J’ai mal à un rêve européen…

L’actualité m’oblige à revenir sur un sujet que j’ai déjà abordé dans le numéro précédent de l’Echo du Citoyen. Je veux parler, bien sûr, de l’arrivée sur le territoire de l’Union Européenne de centaines de milliers de personnes qui fuient des pays ravagés par la guerre, ou soumis à d’impitoyables dictateurs ou en perdition économique – souvent d’ailleurs les trois à la fois. Je vais m’efforcer de répondre à quelques questions simples.

L’Europe est-elle victime d’une invasion ?

Les partis d’extrême-droite l’affirment crûment, des médias le laissent entendre ou le font croire, des citoyens – et pas des moindres, n’est-ce pas, Monsieur De Wever – s’inquiètent publiquement. Regardons la réalité en face.
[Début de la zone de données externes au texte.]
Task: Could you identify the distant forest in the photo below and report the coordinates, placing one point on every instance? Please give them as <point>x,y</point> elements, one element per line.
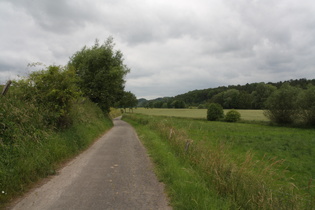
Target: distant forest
<point>249,96</point>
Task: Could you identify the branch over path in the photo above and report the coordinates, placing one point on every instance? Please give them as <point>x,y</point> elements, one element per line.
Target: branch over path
<point>114,173</point>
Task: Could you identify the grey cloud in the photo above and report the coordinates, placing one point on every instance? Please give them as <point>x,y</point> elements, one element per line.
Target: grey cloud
<point>170,46</point>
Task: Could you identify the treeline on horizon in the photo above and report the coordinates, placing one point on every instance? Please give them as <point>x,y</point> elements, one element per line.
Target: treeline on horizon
<point>248,96</point>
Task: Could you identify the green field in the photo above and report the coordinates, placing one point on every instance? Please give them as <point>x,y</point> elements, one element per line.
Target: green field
<point>250,115</point>
<point>229,165</point>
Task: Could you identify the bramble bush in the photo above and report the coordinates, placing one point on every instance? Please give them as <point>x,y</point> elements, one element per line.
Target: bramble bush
<point>51,90</point>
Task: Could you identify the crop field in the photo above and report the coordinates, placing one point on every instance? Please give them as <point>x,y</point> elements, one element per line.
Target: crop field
<point>250,115</point>
<point>220,165</point>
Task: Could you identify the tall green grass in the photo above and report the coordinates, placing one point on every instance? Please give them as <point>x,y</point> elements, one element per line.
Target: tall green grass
<point>30,150</point>
<point>248,115</point>
<point>253,166</point>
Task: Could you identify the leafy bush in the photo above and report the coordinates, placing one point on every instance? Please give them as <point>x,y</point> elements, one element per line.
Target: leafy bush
<point>282,105</point>
<point>215,112</point>
<point>307,105</point>
<point>101,71</point>
<point>52,90</point>
<point>232,116</point>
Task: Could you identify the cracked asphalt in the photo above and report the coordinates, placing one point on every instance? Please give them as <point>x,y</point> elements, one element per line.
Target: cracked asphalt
<point>114,173</point>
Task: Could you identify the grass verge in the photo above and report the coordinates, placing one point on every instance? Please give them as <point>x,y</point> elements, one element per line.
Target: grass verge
<point>238,162</point>
<point>185,187</point>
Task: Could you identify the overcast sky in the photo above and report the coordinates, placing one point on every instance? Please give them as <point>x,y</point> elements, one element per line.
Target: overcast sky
<point>171,46</point>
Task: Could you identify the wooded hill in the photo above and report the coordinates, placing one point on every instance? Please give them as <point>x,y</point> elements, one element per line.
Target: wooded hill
<point>249,96</point>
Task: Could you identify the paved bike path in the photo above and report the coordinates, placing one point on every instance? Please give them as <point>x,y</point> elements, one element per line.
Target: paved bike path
<point>114,173</point>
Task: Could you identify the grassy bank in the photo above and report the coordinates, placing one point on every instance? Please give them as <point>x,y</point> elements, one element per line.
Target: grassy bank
<point>30,151</point>
<point>249,166</point>
<point>249,115</point>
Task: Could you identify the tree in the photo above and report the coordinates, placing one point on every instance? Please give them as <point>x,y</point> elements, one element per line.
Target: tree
<point>101,71</point>
<point>282,105</point>
<point>128,100</point>
<point>307,105</point>
<point>215,112</point>
<point>232,116</point>
<point>261,93</point>
<point>231,99</point>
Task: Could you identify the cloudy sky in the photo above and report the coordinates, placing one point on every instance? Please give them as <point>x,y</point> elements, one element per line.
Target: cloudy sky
<point>171,46</point>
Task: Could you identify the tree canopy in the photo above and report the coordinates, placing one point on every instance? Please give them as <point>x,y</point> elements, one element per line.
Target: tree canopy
<point>101,71</point>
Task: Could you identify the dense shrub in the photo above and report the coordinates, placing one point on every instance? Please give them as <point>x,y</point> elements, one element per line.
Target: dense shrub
<point>52,90</point>
<point>307,105</point>
<point>215,112</point>
<point>232,116</point>
<point>101,70</point>
<point>282,105</point>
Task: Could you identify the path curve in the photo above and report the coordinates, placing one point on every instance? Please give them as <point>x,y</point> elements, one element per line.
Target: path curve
<point>114,173</point>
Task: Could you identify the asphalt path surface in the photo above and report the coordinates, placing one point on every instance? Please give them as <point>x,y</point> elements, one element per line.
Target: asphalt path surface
<point>114,173</point>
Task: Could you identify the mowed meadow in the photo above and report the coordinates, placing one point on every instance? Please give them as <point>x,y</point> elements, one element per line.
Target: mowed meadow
<point>221,165</point>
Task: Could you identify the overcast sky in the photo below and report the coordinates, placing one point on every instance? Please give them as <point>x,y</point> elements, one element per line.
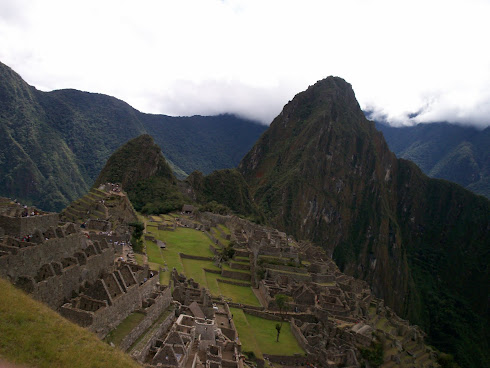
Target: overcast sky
<point>251,57</point>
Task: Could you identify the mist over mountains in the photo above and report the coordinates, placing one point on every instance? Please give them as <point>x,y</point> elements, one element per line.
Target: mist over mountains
<point>446,151</point>
<point>323,172</point>
<point>54,144</point>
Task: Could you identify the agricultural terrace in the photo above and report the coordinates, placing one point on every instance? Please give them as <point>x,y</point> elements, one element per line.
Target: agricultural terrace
<point>192,242</point>
<point>259,335</point>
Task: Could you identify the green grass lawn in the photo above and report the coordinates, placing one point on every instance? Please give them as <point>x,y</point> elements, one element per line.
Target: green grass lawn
<point>193,242</point>
<point>138,258</point>
<point>239,294</point>
<point>259,335</point>
<point>224,229</point>
<point>125,327</point>
<point>194,268</point>
<point>33,335</point>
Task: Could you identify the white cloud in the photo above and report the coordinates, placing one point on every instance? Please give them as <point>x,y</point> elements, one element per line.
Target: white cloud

Selon le HCR – Haut-Commissariat des Nations Unies pour les Réfugiés – l’immense majorité des réfugiés dans le monde (plus de 80%) sont accueillis dans des pays d’Asie ou du Proche-Orient. Ainsi, actuellement, plus de 4 millions de Syriens sont réfugiés en Turquie, au Liban, en Jordanie, trois pays économiquement moins bien lotis que ceux de l’espace Schengen.

Est-ce à dire, pour autant, que l’afflux actuel est un phénomène passager et marginal ?

Certainement pas. On prévoit qu’il y aura pour cette seule année 2015, quelque 800.000 personnes qui viendront chercher refuge dans les pays de l’Union Européenne. En chiffre absolu, c’est un nombre impressionnant. Mais, en pourcentage de la population de l’Union Européenne qui est de 500 millions, cela représente 0,16%. Au rythme actuel, il faudrait donc plus de 60 ans pour que les nouveaux arrivants représentent 10% de la population européenne !! Arrêtons, SVP de prêter attention aux faux prophètes de la peur et de la haine.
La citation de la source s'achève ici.